Sin embargo, hoy quiero compartir mi opinión sobre algo que llamó mi atención en la sentencia. Se trata del párrafo 45 del voto salvado, suscrito por la Dra. Carmen Corral Ponce, magistrada constitucional, cuya parte pertinente transcribo: “[la lógica de la sentencia] parte de la premisa de que es posible renunciar y disponer de derechos constitucionales (…) cuando nuestra Constitución prohíbe expresamente la renunciabilidad de derechos”. Y a continuación procede a mencionar algunos de derechos nominalmente irrenunciables, entre ellos, la seguridad social y los derechos laborales.
Imagínese, lector, si efectivamente quienes viven en este país no pudieran renunciar a estos “derechos”. Si los inspectores laborales, junto con la Policía y demás autoridades cumplieran tan bien con la prescripción orwelliana que nadie pudiese contratar, ni ser contratado, sin afiliación al seguro social y demás beneficios que establece la ley. Si se llegase a cumplir lo que parece ser el deseo de la jueza Corral, a lo mejor usted o algún conocido cercano no tuviesen trabajo ya. O puede que sea usted quien haya contratado irregularmente, en cuyo caso tendría que despedirse de sus empleados más temprano que tarde. En cualquiera de estos casos, querido lector, no seré yo quien lo juzgue.
De hecho, según la Encuesta Nacional de Empleo, Desempleo y Subempleo, en su edición mensual de enero del 2024, publicada por el Instituto Nacional de Estadísticas y Censo (INEC), más del cincuenta y cuatro por ciento de la población económicamente activa se encuentra en situación de informalidad.

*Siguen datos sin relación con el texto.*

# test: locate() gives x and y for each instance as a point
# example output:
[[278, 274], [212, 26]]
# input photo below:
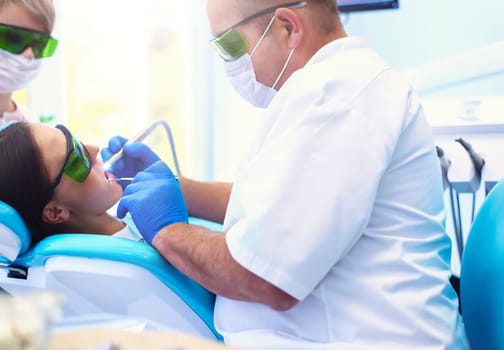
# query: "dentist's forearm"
[[203, 255], [206, 200]]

¿Acaso no bastaría con presionar lo suficiente a los empleadores para que cumplan con lo que la ley les obliga? No, por una sencilla razón, y es que la realidad económica del país supera las fantasías de nuestros legisladores. Por eso en el Estado hacen de la vista gorda cuando la gente libremente contrata en sus propios términos para buscarse el pan. Por eso también hay millones de personas dispuestas a cruzar el Darién camino de un país como Estados Unidos, donde ningún derecho laboral los ampara. Lo hacen para participar en un sistema de libertades donde cada uno, como dueño de lo que acá llamamos “derechos”, puede renegar de ellos si cree que eso le permitirá alcanzar un mejor nivel de vida.
Ante la tiranía de los derechos que matan de hambre, lo único que cabe para sobrevivir honradamente es renunciar a ellos y refugiarse en la informalidad. Quiero creer que este sistema laboral perverso se mantiene solo por ingenuidad y no por miserables cálculos políticos. Trabajemos, querido lector, como se pueda, hasta que la política nacional abra los ojos y dé lugar a las reformas necesarias para que Ecuador sea un país donde exista libertad para contratar, trabajar y crear riqueza.